Im going to head down to COSI to chum a spot or two and also wet a line if anyone is interested in joining.

Also for Jan. 1st i'll be heading there around 10am'ish..going to be windy, but a lot warmer than normal for Jan.

Scott


----------



## crappielooker (Apr 5, 2004)

just got back from there.. they set up tents there for the bash tonight.. hopefully they will be out of there by tomorrow AM..or we may have to hit the spot across the river...thats if all the ice got washed downstream.. lots of ice berg there across from COSI..


----------



## RiverRat (Apr 5, 2004)

Well guys, i just wasted a bunch of time getting gear ready, chum prepared, ect.
The Scioto downtown looks like crap and with all the ice melting its causing a major flow of ice bergs all in that area.Plus the CFD side is really bad.
PLUS COSI has some kind of "function" going on for NEW YEARS tonight and they have the entrance we normally pull into BLOCKED..so count out this area for any attempt at fishing today, saturday??........They river looks like its flowing FAST too, not sure if we could fish open water if we could keep a bait on bottom????????.

Im going to check out a few other areas saturday to try to salvage what little time i have left of my x-mas break.
I dont think ive wet a line but maybe once my whole time off...geez us!

Well Happy New Year to all.

Scott


----------



## crappielooker (Apr 5, 2004)

i'm not counting it out just yet.. we could possibly be fishing there tomorrow morning..usually they pack up pretty fast..
besides, another spot downstream from cosi can be doable...


----------



## RiverRat (Apr 5, 2004)

AK, if you head over there sat. and we can pull down there and the water in that area is fishable.....give me a call and i'll head over for sure.

I also checked out CFD, Wittier(sp?) boat ramp and around Rich st. bridge..they were either ice up or had lots of flowing ice bergs.

Scott


----------



## crappielooker (Apr 5, 2004)

with the cosi being located on the inside bend of the river, the ice will be on the other side of the river.. i just hope that the roadblocks are gone.. 
i know i supposed to give rod from cincy a call as well. he may come up here since he told me that the waters around him are unfishable..


----------



## RiverRat (Apr 5, 2004)

Hey if the parking lot is open and we have some open water...IM GAME as it sure beats setting around the house!

Scott


----------



## crappielooker (Apr 5, 2004)

the area in front of cosi is wide open.. unless you cast all the way to the other side.. if i have to park a little out of the way to fish, i probably will..
anybody else wants me to call to give the updates??


----------



## flathunter (Apr 5, 2004)

No ice on the scioto down here that I can see, but the water is rising fast.....I have said it for the last three years, "please god give us a dry spring"


----------



## Miso_Ohio (Apr 6, 2004)

Just got back from the confluence and it looks bad, the water has come up quickly since this afternoon, totally unfishable.
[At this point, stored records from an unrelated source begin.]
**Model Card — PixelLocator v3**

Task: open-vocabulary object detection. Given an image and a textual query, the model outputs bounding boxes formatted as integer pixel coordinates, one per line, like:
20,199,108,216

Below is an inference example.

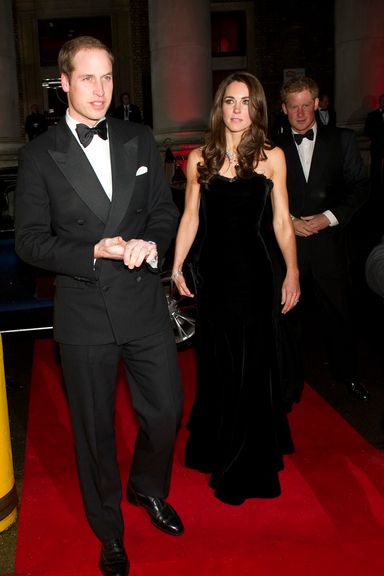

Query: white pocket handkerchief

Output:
136,166,148,176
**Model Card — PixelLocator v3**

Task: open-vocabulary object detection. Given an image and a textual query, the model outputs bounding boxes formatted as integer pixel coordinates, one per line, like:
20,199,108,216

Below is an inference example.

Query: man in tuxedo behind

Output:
277,77,369,400
364,94,384,195
16,36,183,576
315,92,336,126
112,92,143,124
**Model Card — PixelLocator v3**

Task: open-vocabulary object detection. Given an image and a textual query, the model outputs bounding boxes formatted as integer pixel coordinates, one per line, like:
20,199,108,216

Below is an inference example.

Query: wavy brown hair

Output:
58,36,114,80
197,72,272,185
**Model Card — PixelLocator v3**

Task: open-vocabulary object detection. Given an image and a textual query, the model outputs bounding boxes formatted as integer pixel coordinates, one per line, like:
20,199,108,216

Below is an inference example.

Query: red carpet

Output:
15,340,384,576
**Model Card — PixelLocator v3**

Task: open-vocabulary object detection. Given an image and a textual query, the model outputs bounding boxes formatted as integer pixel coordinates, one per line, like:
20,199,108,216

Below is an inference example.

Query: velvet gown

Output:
186,173,294,504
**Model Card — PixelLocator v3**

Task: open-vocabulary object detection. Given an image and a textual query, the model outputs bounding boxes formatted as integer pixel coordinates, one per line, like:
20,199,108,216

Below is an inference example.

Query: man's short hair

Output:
58,36,114,78
280,76,319,103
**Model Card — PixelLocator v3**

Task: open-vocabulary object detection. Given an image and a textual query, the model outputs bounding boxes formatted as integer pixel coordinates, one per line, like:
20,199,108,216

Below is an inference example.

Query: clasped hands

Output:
94,236,157,270
292,214,330,237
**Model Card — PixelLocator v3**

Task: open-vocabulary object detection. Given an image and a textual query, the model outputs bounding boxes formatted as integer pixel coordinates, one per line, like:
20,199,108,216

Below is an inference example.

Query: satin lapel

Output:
308,126,332,183
105,125,138,235
284,133,305,184
48,125,111,223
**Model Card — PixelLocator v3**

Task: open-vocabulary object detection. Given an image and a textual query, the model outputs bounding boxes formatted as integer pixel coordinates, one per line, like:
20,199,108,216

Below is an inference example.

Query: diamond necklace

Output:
225,150,237,164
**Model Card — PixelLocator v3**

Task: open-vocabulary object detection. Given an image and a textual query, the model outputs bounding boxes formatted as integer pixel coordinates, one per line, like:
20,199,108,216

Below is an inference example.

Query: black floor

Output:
0,270,384,576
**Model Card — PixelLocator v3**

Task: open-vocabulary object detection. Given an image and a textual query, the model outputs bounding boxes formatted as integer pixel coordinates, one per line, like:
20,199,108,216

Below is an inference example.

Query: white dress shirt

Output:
65,110,112,200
I have scouted unmoving water today and have yet to find any that is unfrozen enough to fish. I am giving up on this years FFF, I was looking foward to it too. Ak call me tomorrw morning and let me know how things look down at COSI.


----------



## HookLine&Sinker (Apr 5, 2004)

I've been tied up for the week-end so far but, I'll be checking out COSI tomorrow morning{Sun]. If everyone's going to another venue, let me know.


----------



## crappielooker (Apr 5, 2004)

bill..i wouldn't waste my time there if i were you..it just doesn't look good..


----------



## RiverRat (Apr 5, 2004)

Bill i was there today checking things out and i agree with Ak.
If you are wanting to go and fish anyway, the only place i saw to fish is CFD out on the BLUE buildings dock and fish towards the boat and the big rock point(only slack water in that whole area).Fishing from the "tables" is out because they have long yellow barriers in the water to keep big chunks of floating debris from getting around the boat.....plus the flow right in front of the normal spot is FAST.
As Ak told me this area is silted in a lot and shallow, i didnt wet a line...BUT if the rivers moving as fast as it has been, that will be the ONLY slack water around and i'd bet ya money that they'd be holding in that area to avoid the fast flow. Now weather or not your rigs will sink down into that nasty silt is another question??
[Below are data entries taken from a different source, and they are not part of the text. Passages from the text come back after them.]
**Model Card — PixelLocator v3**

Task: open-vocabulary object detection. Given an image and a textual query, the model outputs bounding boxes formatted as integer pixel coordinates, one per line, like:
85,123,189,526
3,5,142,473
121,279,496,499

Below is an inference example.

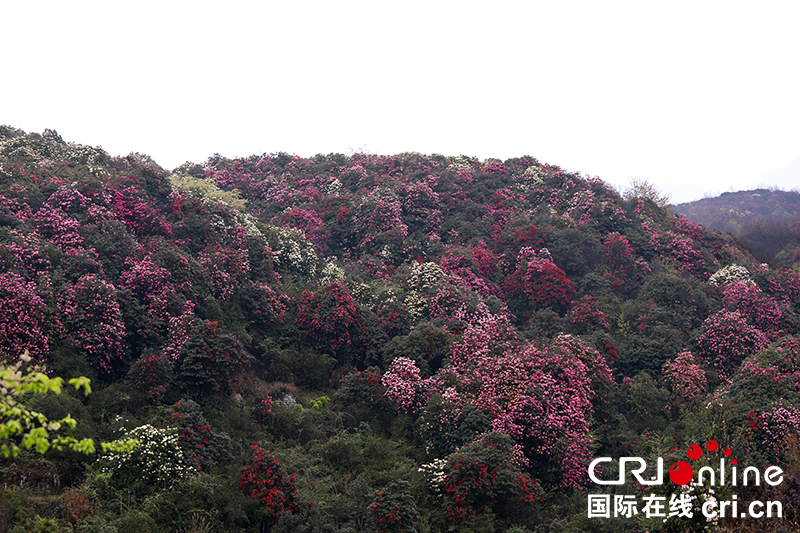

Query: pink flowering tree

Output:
58,275,125,371
0,272,50,361
297,281,358,358
662,352,707,403
503,249,576,322
723,281,783,340
696,310,769,378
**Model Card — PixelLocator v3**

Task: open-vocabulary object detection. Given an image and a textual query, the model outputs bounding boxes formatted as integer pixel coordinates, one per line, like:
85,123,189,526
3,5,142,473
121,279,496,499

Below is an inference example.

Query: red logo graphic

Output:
669,440,737,485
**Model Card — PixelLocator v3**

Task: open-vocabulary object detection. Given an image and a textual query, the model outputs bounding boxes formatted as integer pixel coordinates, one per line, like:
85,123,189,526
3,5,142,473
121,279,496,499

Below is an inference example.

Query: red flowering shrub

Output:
697,310,769,376
169,398,231,470
297,281,357,349
58,275,125,370
0,272,49,360
503,251,576,321
178,321,250,397
239,445,300,521
442,433,542,524
662,352,707,401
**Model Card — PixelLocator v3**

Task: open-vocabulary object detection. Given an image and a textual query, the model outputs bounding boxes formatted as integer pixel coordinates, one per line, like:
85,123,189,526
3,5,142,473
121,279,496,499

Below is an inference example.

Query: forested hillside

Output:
674,189,800,270
0,126,800,533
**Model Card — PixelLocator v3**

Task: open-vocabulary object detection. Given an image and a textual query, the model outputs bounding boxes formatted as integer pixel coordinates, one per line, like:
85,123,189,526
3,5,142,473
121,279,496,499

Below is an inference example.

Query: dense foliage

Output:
0,126,800,533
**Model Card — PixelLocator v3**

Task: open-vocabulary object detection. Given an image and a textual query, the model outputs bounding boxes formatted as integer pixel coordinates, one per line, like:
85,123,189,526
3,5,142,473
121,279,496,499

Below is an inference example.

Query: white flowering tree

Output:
102,424,197,487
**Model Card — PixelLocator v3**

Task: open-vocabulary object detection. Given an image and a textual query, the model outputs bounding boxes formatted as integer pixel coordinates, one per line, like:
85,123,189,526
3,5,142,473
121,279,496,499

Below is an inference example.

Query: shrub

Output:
239,445,301,521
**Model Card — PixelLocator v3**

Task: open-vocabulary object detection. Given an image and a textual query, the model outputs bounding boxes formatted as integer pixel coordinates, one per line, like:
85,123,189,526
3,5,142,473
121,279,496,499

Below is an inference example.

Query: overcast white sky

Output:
0,0,800,203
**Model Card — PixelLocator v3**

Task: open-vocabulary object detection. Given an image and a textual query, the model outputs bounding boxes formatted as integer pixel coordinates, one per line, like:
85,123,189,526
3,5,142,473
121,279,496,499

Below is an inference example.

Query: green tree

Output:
0,351,134,459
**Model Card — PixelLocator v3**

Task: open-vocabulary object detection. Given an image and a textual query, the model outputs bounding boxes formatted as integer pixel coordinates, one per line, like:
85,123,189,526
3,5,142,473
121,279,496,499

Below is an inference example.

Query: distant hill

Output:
0,125,800,533
673,189,800,268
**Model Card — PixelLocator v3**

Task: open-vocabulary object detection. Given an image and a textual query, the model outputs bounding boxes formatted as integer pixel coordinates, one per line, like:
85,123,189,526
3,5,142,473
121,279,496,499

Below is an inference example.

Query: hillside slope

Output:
0,126,800,532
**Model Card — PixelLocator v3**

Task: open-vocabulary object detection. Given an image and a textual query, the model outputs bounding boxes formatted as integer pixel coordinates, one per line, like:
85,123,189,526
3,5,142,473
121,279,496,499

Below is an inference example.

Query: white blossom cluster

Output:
524,166,547,186
408,261,445,291
235,211,266,241
325,178,342,195
708,265,753,285
319,260,344,285
271,227,318,277
102,425,196,484
404,291,428,322
419,459,447,493
447,155,472,171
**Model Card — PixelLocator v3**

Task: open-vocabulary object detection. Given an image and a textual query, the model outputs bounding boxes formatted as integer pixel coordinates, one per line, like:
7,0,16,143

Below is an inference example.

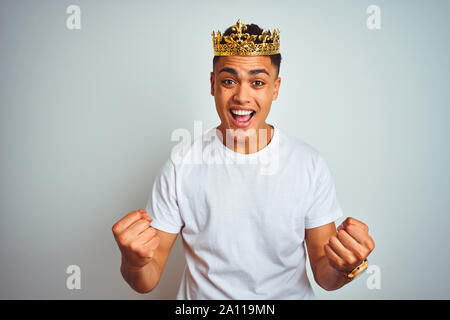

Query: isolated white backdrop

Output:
0,0,450,299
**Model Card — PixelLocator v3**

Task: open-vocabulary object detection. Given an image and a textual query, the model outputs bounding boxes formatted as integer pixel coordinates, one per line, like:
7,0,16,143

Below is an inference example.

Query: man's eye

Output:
222,79,234,84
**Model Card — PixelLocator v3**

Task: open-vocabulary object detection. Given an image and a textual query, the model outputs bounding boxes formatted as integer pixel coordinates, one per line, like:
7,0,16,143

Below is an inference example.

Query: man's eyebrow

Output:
219,67,270,76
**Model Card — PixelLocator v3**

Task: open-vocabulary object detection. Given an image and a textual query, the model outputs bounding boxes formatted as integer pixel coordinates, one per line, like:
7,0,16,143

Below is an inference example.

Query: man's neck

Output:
216,123,274,154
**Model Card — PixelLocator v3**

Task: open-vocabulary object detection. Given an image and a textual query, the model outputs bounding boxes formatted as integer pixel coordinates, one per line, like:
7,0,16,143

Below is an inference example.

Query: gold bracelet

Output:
347,259,369,280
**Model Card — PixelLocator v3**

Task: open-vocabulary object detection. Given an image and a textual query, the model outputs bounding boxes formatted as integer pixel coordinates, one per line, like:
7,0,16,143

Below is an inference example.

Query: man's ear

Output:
210,72,214,96
272,77,281,100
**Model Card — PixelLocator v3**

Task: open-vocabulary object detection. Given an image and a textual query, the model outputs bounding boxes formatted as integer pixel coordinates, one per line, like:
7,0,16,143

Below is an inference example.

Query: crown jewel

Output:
212,19,280,56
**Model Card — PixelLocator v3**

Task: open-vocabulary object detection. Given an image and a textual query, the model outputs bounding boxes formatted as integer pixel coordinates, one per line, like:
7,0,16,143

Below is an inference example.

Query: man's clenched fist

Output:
324,218,375,274
112,209,160,269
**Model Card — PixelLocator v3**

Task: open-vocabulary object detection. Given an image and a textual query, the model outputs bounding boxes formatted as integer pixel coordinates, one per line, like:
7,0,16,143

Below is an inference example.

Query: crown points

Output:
212,19,280,56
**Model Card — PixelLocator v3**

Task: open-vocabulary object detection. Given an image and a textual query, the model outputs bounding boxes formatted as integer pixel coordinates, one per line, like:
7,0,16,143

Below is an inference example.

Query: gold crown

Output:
212,19,280,56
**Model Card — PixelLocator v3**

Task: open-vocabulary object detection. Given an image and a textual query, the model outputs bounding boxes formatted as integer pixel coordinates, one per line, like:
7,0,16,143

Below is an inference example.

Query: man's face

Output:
211,56,281,131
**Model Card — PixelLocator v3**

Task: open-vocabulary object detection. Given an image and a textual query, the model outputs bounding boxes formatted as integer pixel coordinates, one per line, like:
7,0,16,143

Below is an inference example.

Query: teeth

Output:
231,110,253,116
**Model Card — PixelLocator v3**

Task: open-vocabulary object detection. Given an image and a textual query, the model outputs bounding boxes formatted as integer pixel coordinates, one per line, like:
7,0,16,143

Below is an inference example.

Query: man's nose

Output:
233,83,251,105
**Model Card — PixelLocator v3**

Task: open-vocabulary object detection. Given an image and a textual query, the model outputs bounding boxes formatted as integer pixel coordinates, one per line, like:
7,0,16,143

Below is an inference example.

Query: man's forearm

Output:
314,256,351,291
120,257,161,293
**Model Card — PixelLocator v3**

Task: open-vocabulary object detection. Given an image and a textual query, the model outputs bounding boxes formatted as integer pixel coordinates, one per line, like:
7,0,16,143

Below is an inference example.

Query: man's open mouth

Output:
230,109,256,125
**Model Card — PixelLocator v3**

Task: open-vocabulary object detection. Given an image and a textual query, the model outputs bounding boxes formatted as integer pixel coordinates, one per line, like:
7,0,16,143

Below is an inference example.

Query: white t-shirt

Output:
146,127,342,300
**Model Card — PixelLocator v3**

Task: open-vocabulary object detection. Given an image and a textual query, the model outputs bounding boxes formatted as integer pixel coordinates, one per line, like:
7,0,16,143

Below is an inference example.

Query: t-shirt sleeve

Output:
145,159,183,233
305,154,343,229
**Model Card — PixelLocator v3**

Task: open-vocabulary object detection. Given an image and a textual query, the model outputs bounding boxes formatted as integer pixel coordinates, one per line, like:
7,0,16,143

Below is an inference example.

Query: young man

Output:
113,20,374,299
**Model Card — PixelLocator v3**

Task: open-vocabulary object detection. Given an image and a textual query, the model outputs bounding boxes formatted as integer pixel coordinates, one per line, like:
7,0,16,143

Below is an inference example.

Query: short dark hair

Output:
213,23,281,77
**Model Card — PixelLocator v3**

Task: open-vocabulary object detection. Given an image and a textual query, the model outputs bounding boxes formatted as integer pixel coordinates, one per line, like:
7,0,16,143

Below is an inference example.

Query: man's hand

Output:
324,217,375,274
112,209,160,270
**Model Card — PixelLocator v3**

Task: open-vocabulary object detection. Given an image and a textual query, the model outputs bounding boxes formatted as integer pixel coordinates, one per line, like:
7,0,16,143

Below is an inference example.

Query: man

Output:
113,20,374,299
Good luck if you go and fish, sure looks like getting that first carp of 2005 with this kind of water conditions will be tough for everyone!!

Scott


----------



## RiverRat (Apr 5, 2004)

Well if any of you are wondering if you can catch carp in very cold water thats mostly iced over..go check out the results of the CAG's FFF event...those guys from Mass. kicked much butt and if you look at the pics. of there swim its a one rod a pcs. in a small open areas of ice...geez! I think they said 36degree water temps...just goes to show ya....if the carp are there, they will feed!

Scott


----------



## HookLine&Sinker (Apr 5, 2004)

Scott, I know what you mean. Its tough to have time off and not be able to sit out by the water for a while. Is this what they call,"the curse of the working man?"


----------